Sie fragte einige ältere Personen, ob sie für die Wahl registriert seien. Keine der Frauen hatte jemals an einer Wahl teilgenommen und keine war als Wählerin registriert. Horse fragte sie nach dem Warum: „Sie sagten: ‚Niemand hat mich jemals darum gebeten.'“

Horse hatte das Wählen schon immer ernst genommen. Als Teenager wurde sie Mitglied der Western Native Voice. Diese Organisation unterstützt das bürgerschaftliche Engagement, die Autonomie der sieben Stammes-Nationen in Montana sowie die Selbstorganisation in den großen indigenen städtischen Zentren.

Mit 18 Jahren begleitete Horse Stammesangehörige zu parlamentarischen Anhörungen, inzwischen leitet sie die Western Native Voice.

Jaynie Parrish, Diné, Gründerin und Geschäftsführerin von Arizona Native Vote, gab 2008 erstmals ihre Stimme ab, als sie kurz vor ihren 30ern war. Parrish erzählt, daß sie sich auch lange nicht für die Wahlen registrieren wollte. Das war nie ein Thema, weder in den Familien, den Gemeinden, an den Schule. Heute setzt sie sich dafür ein, dass die Wähler registriert und damit die Stimmen der Ureinwohner gehört werden.

Damit kann sie Leute stärken, glaubt Parrish. Wahlen sind für sie ein Weg, Veränderungen herbeizuführen. „Das bedeutet nicht, dass es der einzige Weg ist, aber es ist definitiv ein wichtiger Ort für uns, um eine Stimme zu haben”. Parrish verweist auf Peggy Flanagan, Vizepräsidentin von Minnesota. Parrish zitiert Flanagan, die sagte: “Dies ist unsere Zeit und wir kämpfen gegen Systeme, die nicht für uns geschaffen wurden. Aber wir gehen neue Wege und finden einen Weg, damit es funktioniert.“

Taylor Patterson, Paiute, hatte nie die Absicht, sich zu engagieren. Sie wurde aber aktiv, nachdem sie gesehen hatte, wie sich die Landes- und Bundespolitik auf die Menschen auswirkt.
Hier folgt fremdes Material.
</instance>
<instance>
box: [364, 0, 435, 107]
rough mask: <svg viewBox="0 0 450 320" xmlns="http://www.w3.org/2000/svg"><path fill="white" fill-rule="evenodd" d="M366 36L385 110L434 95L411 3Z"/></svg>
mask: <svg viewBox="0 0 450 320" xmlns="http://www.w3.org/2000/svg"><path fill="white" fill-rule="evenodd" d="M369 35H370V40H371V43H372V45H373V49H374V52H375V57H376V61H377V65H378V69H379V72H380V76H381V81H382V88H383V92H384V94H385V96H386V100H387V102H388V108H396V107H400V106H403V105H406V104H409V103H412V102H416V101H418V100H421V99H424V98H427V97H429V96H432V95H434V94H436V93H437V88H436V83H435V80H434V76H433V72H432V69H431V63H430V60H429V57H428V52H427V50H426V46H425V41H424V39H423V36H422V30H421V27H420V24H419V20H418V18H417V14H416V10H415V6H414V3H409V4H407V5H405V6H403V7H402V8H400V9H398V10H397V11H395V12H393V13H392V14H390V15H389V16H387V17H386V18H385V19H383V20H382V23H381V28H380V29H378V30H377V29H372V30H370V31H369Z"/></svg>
Mit 19 Jahren wurde bei ihr eine chronische Krankheit diagnostiziert, die sie dazu zwang, zu lernen, für sich selbst einzustehen. Sie weiß jetzt, wie eine Medicaid-für-Police den Menschen für die Pflege hilft.

„Ich möchte nicht, dass eine weitere Generation entrechtet wird, weil sie keinen Platz für sich sieht,” führt Patterson aus.